Diese Zusammenfassung klingt ziemlich trist und tragisch, die Inszenierung von Matthias Davids ist aber das genaue Gegenteil! Die Charaktere fegen in bunten 50er Jahre Kostümen über die Bühne und reißen am laufenden Band dreckige Witze, der Teufel ist gekleidet wie ein Rockstar und spielt passenderweise E-Gitarre, und Karen Robertson beweist als Felicia am Schluss in einem rosa Pyjama und mit wirren Haaren wunderbaren Mut zur Hässlichkeit.

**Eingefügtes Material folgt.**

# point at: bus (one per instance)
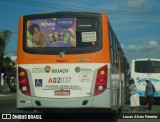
(69, 60)
(146, 69)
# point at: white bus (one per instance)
(143, 69)
(69, 60)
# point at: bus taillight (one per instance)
(101, 80)
(23, 81)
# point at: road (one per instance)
(8, 105)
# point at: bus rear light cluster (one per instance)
(101, 80)
(23, 81)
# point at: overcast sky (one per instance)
(135, 22)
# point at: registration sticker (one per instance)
(62, 92)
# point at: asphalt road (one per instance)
(8, 105)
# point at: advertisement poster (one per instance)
(52, 32)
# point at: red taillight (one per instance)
(101, 80)
(23, 81)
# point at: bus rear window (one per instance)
(147, 66)
(58, 34)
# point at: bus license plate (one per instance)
(62, 93)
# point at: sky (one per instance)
(135, 22)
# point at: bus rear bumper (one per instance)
(99, 101)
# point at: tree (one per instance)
(4, 38)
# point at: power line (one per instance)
(35, 3)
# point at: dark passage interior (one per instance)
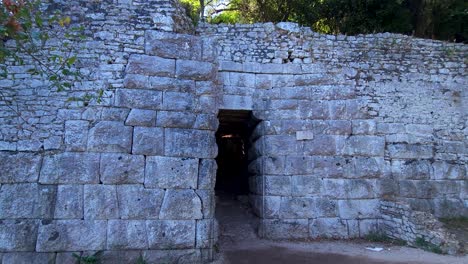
(232, 137)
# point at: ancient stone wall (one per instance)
(348, 120)
(419, 229)
(344, 122)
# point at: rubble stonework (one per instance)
(345, 122)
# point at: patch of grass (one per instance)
(93, 259)
(382, 238)
(421, 243)
(141, 260)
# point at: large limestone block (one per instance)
(359, 209)
(322, 145)
(170, 234)
(120, 168)
(70, 168)
(195, 70)
(180, 256)
(190, 143)
(141, 117)
(181, 205)
(278, 185)
(18, 235)
(170, 45)
(410, 151)
(284, 228)
(71, 235)
(19, 167)
(368, 167)
(365, 146)
(26, 200)
(300, 207)
(110, 136)
(141, 99)
(352, 188)
(150, 65)
(148, 141)
(306, 185)
(177, 101)
(69, 204)
(171, 173)
(136, 202)
(76, 135)
(100, 202)
(205, 233)
(127, 234)
(207, 174)
(328, 228)
(176, 119)
(29, 258)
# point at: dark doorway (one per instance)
(233, 139)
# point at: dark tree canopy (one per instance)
(437, 19)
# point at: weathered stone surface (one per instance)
(207, 174)
(269, 206)
(196, 70)
(181, 205)
(205, 233)
(306, 185)
(70, 168)
(100, 202)
(71, 235)
(298, 207)
(410, 151)
(110, 136)
(176, 119)
(136, 202)
(19, 167)
(181, 256)
(365, 146)
(148, 141)
(237, 102)
(358, 209)
(173, 173)
(29, 257)
(76, 135)
(121, 256)
(69, 204)
(150, 65)
(26, 200)
(141, 117)
(126, 234)
(141, 99)
(328, 228)
(18, 235)
(277, 185)
(284, 229)
(164, 234)
(120, 168)
(352, 188)
(190, 143)
(169, 45)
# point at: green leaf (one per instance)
(71, 60)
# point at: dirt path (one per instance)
(238, 244)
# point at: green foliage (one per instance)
(192, 9)
(439, 19)
(421, 243)
(457, 222)
(30, 32)
(93, 259)
(382, 238)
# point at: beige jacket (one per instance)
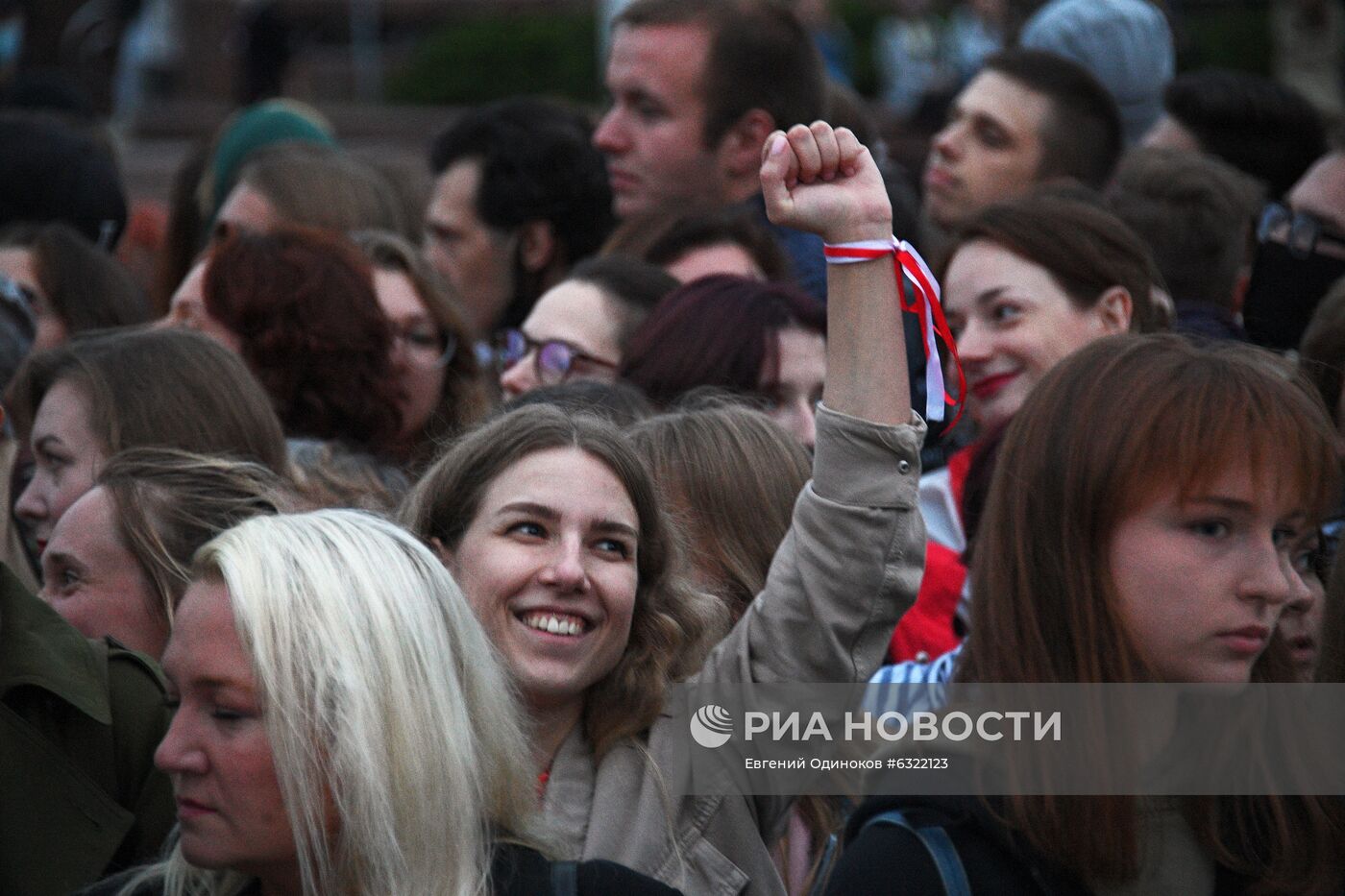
(844, 574)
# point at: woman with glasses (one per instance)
(554, 529)
(71, 285)
(759, 339)
(441, 383)
(580, 327)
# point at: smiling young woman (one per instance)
(553, 526)
(343, 727)
(1025, 284)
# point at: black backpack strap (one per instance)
(938, 844)
(565, 879)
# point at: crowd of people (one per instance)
(356, 544)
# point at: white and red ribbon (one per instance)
(910, 264)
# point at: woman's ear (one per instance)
(1113, 309)
(444, 554)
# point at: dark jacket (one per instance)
(515, 871)
(80, 721)
(884, 859)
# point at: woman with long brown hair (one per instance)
(1143, 522)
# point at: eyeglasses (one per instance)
(551, 359)
(427, 348)
(1302, 230)
(20, 303)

Auch an den Singstimmen ist nichts auszusetzen, allen voran die vier Hauptprotagonisten (Reinwald Kranner, Kristin Hölck, Daniela Dett und Lisa Antoni) singen mit enormer Kraft, und die Choreografien sind perfekt einstudiert.

Das einzige Manko war die Lautstärke der Musik, die manchmal die Worte so übertönte, dass einzelne Passagen nicht verständlich waren.

Besonders hervorgehoben werden muss noch Reinwald Kranners Einsatz, der trotz schmerzhafter Knieverletzung eine großartige Leistung erbrachte und sich keine Schmerzen anmerken ließ.

Ein pompöses, lautes, knallbuntes Lustspiel für Aug und Ohr, das einen zum Schmunzeln bringt und trotz einem kurzen ernsten Teil „teuflisch“ amüsant bleibt!